The task of the project is to train two agents, using Deep Reinforcement Learning, the agents control rackets to bounce a ball over a net. If an agent hits the ball over the net, it receives a reward of +0.1. If an agent lets a ball hit the ground or hits the ball out of bounds, it receives a reward of -0.01. Thus, the goal of each agent is to keep the ball in play.

The task is episodic, and in order to solve the environment, your agents must get an average score of +0.5 (over 100 consecutive episodes, after taking the maximum over both agents). Specifically,

After each episode, we add up the rewards that each agent received (without discounting), to get a score for each agent. This yields 2 (potentially different) scores.
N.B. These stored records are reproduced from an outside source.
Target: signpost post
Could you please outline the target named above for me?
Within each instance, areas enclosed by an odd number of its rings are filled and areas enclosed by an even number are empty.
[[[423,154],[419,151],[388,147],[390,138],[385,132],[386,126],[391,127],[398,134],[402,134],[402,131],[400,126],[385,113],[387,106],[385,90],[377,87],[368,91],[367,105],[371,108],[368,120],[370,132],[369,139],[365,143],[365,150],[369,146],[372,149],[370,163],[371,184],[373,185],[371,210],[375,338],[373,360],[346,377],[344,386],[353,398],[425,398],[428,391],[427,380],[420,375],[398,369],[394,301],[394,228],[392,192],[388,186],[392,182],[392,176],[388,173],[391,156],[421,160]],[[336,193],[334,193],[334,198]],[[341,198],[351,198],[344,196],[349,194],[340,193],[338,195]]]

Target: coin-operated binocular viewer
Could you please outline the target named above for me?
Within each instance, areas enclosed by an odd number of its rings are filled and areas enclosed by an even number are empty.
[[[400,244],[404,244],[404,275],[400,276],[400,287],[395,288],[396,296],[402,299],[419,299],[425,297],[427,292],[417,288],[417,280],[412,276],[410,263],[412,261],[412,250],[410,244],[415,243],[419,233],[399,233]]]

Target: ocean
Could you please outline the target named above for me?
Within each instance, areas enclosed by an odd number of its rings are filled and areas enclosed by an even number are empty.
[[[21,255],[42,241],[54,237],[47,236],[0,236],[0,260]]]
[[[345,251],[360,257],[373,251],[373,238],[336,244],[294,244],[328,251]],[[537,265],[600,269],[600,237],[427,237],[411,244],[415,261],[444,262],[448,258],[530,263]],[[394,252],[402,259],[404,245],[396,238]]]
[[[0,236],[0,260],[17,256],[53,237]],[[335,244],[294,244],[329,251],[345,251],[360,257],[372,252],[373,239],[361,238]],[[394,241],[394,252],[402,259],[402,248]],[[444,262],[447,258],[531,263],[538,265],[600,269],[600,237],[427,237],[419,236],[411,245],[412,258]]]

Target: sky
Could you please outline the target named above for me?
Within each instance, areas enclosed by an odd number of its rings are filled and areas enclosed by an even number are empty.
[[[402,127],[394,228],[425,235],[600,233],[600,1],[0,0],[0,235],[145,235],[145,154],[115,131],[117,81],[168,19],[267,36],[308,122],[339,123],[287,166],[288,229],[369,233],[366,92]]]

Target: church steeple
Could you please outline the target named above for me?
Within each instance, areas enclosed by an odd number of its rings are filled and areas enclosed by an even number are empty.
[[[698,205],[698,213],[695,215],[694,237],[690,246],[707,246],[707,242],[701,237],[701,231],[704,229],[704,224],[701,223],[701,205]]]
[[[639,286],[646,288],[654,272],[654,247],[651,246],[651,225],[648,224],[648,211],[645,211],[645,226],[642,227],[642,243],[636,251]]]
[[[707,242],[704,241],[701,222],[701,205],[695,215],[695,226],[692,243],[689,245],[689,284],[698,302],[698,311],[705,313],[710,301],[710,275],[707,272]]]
We then take the maximum of these 2 scores.
This yields a single score for each episode.
The environment is considered solved, when the average (over 100 episodes) of those scores is at least +0.5.

### Implementation details

The off-policy approach used to solve this problem is Multiple Agent Deep Deterministic Policy Gradient or MADDPG; which internally makes use of at least two separate Deep Neural Networks, the Actor and the Critic networks.

The implementation is based on N Actor and only 1 Critic, where each Actor controls a racket and is independent of the other Agents. The Critic is shared between the N Actor, and acts as a global critic, this is a major difference with a mono Actor DDPG.

Because the action space is continuous, and we assume the Q-function is differentiable with respect to action, we can perform gradient ascent to update the policy network.


The core algorithm is composed of:

- Randomly sample a batch of states and full states transitions from our replay buffer.

- Update the Q function (Critic network) by one step using gradient descent.

- For each Actor network, update the policy function (Actor network) by one step using gradient ascent, with the observation from our global Critic network



### Neural network architecture


#### Actor network

Layers:

        Input layer: 33 neurons
        Hidden layer 1: 256 neurons
        Activation layer: ReLU
        Batch Normalization layer
        Hidden layer 2: 128 neurons
        Activation layer: ReLU
        Output layer: 2 neurons
        Activation layer: TanH
        
#### Critic network

Layers:

        Input layer: 66 neurons -- Full state size, composed of the state observation of all actors, hence 33 * 2
        Hidden layer 1: 256 neurons
        Activation layer: ReLU
        Batch Normalization layer
        Hidden layer 2: 130 neurons
        Activation layer: ReLU
        Output layer: 1 neurons
        Activation layer: TanH


### Training parameters

Number of episodes: 2000

Replay buffer size: 100,000 

Batch size: 256

Gamma: 0.99

Tau:  0.0003 (Softening factor, used to update the target network weights)

Actor learning rate: 0,0003 

Critic learning rate: 0,0003 

Weight decay: 0

### Training result

The agent was able to reach the target average score of +0.5 at 1600 episodes

![graph.PNG](attachment:graph.PNG)

### Thoughts for improvement:

At the moment the algorithm samples experiences randomly from the replay buffer, it would be a good idea to implement Pioritized Experience Replay.

Training takes a long time, due to the fact that the current implementation is able to train on one instance of the running environment, this creates a bottleneck where we are constrained on this single instance. It would be a great idea to implement Asynchronous Advantage Actor-Critic in order to parallize training.

Implement the following algorithms and compare the results

- A3C Asynchronous Advantage Actor-Critic
- ACER Actor Critic with Experience Replay
- GAE Generalized Advantage Estimation
- A2C Advantage Actor-Critic
- PPO - Proximal Policy Optimization